When you think of resource conservation and environmental stewardship, Coca-Cola may not be the first company to come to mind. But while the worldwide, multi-billion dollar company may not be on the top of your environmental list, don’t discount their efforts before you know the whole story.
Coke has dreams. Dreams not only of getting you to reach for one of their tasty soft drinks or bottled waters, but also of recycling 100 percent of all of their beverage containers (bottles and cans) in the marketplace and reducing their environmental footprint.
To achieve these dreams, Coke is acting on a number of fronts, including a partnership with the World Wildlife Fund and starting their own recycling company. To learn more about Coke, Scott Vitters, director of sustainable packaging, gave us the story on the company’s eco-conscious endeavors.
Vitters leads a cross-functional team globally to improve the company’s sustainability efforts. “The team is focused on eliminating waste throughout the entire packaging value chain, from the initial design […] to its end-of-life,” he explained.
On the Home Front
Recently, Coca-Cola opened a new plastic bottle recycling facility in Spartanburg, PA. According to Vitters, the plant is “an important milestone to move our business towards zero-waste.”
Once fully operational (hopefully by the end of the year), it will be the largest facility to recycle empty beverage bottles into material for making new containers. “The plant will recycle enough plastic material to produce two billion 20-ounce Coca-Cola beverage containers,” said Vitters. So far, almost $50 million has been invested in the plant, but that will continue to grow as more lines are finalized.
“In terms of when you look at carbon reductions in terms of recycled content, over a 10-year period, the plant will save one million metric tons. That’s the equivalent of taking 215,000 cars off the road,” he added.
They Want What Back?
While the story of the Spartanburg plant is a powerful one, that’s not the key to Coke’s sustainability initiatives. They’re looking toward the future of packaging with both eyes open, following the path which holds business accountable for more than just producing a product.
Vitters notes that it’s frustrating to him and like-minded colleagues who see products with packaging made from recycled materials, which are not recyclable themselves. Vitters says that it is important to “enhance the environmental performance of your product, make sure it’s recyclable or it doesn’t damage the recycling stream.” Even if a product is recyclable, colors, dyes and additional materials can pollute the recycling stream and de-value the materials within.
One example at Coke is the Dasani water bottle. Originally designed to be a deep blue, the color was downgraded to its current shade in order to increase its end-of-life value in the recycling process. Additionally, the caps and labels are specially designed to float separately from the bottles, allowing them to be recycled in a different process.

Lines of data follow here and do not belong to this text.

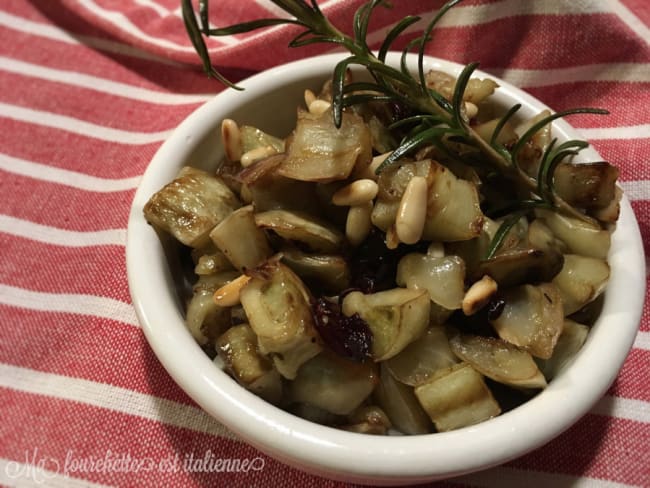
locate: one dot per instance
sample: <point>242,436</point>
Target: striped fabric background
<point>89,89</point>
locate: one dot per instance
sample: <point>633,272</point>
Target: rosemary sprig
<point>436,121</point>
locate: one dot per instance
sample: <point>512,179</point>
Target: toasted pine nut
<point>368,172</point>
<point>412,211</point>
<point>255,155</point>
<point>310,97</point>
<point>436,250</point>
<point>471,110</point>
<point>245,194</point>
<point>228,294</point>
<point>358,223</point>
<point>478,295</point>
<point>231,138</point>
<point>356,193</point>
<point>318,107</point>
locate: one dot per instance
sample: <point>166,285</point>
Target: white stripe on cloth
<point>81,127</point>
<point>636,190</point>
<point>612,133</point>
<point>507,477</point>
<point>623,408</point>
<point>27,475</point>
<point>121,22</point>
<point>615,72</point>
<point>74,179</point>
<point>78,304</point>
<point>77,79</point>
<point>111,398</point>
<point>632,21</point>
<point>466,16</point>
<point>47,31</point>
<point>61,237</point>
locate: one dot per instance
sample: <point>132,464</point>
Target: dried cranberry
<point>349,337</point>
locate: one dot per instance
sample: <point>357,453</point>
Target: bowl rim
<point>343,455</point>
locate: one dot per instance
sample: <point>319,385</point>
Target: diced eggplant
<point>586,185</point>
<point>579,236</point>
<point>318,151</point>
<point>498,360</point>
<point>532,318</point>
<point>568,345</point>
<point>317,235</point>
<point>237,348</point>
<point>190,206</point>
<point>333,383</point>
<point>204,319</point>
<point>457,397</point>
<point>442,277</point>
<point>519,266</point>
<point>396,317</point>
<point>581,281</point>
<point>329,272</point>
<point>453,211</point>
<point>400,404</point>
<point>254,138</point>
<point>369,419</point>
<point>420,360</point>
<point>277,305</point>
<point>239,238</point>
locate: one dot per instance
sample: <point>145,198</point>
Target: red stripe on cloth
<point>64,207</point>
<point>632,382</point>
<point>87,347</point>
<point>89,105</point>
<point>629,155</point>
<point>90,156</point>
<point>597,446</point>
<point>599,94</point>
<point>97,270</point>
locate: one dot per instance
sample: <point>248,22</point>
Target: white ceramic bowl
<point>269,102</point>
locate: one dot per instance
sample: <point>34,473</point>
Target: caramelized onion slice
<point>277,305</point>
<point>532,318</point>
<point>318,151</point>
<point>333,383</point>
<point>442,277</point>
<point>498,360</point>
<point>396,317</point>
<point>316,234</point>
<point>420,360</point>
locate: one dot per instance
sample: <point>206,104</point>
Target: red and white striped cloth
<point>89,89</point>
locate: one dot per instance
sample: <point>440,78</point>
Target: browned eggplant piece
<point>190,206</point>
<point>532,318</point>
<point>586,185</point>
<point>333,383</point>
<point>238,349</point>
<point>519,266</point>
<point>277,304</point>
<point>318,151</point>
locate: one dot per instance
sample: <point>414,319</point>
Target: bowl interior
<point>269,102</point>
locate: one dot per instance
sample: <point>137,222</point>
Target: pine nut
<point>228,294</point>
<point>471,110</point>
<point>368,172</point>
<point>358,223</point>
<point>478,295</point>
<point>412,211</point>
<point>436,250</point>
<point>318,107</point>
<point>231,138</point>
<point>310,97</point>
<point>255,155</point>
<point>356,193</point>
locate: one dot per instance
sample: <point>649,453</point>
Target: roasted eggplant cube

“We definitely need shared accountability for improving recycling,” said Vitters. Here are three key areas that he believes will increase and improve recycling rates:
- Government – Local and national governance and leadership is key, especially mandating and incentivizing recycling. “We need local governments in terms of making recycling a priority,” noted Vitters. “Recycling should be more cost-effective than landfilling. There is no value returned when you put something in the dirt.”
- Scale – “When you talk about fast moving, non-durable goods like magazines, newspapers, bottles, cans, etc., the key in terms of driving cost and environmental efficiency is getting enough material.” Scale, therefore, is driven by incentivizing the consumer, such as pay-as-you throw concepts, or programs like RecycleBank.
- Value – According to Vitters, “One of the things that impacts the economics of recycling collecting is if you’re collecting packages that don’t have value. Then you have to subsidize or you have to throw away, and it’s a lost cost to your business.”
Value is where Vitters thinks “there is a fair conversation to have with business.” In other words, he is looking to ask what business’ accountability is for ensuring that their packages have value, or that they are accountable for the impact that their packaging has for being wasted. For Coke, collecting materials for recycling that have value is only one small piece of the waste stream, which is why sustainable packaging has been a hot topic of discussion. Companies spend millions of dollars each year designing packaging that has value – why not make it work for you in the long run?
Vitters also noted that, “The U.S. wastes 254 million tons of trash each year. PET [the plastic from which bottles are generally made] is less than 1 percent of that. We really need to focus on programs and policies that address all packaging waste.”
This mindset is why Coke continues to encourage recycling. Not only because it’s good for the environment, but because they and other drink manufacturers have produced packaging with end-of-life value. As Vitters literally puts it, “we want them back.”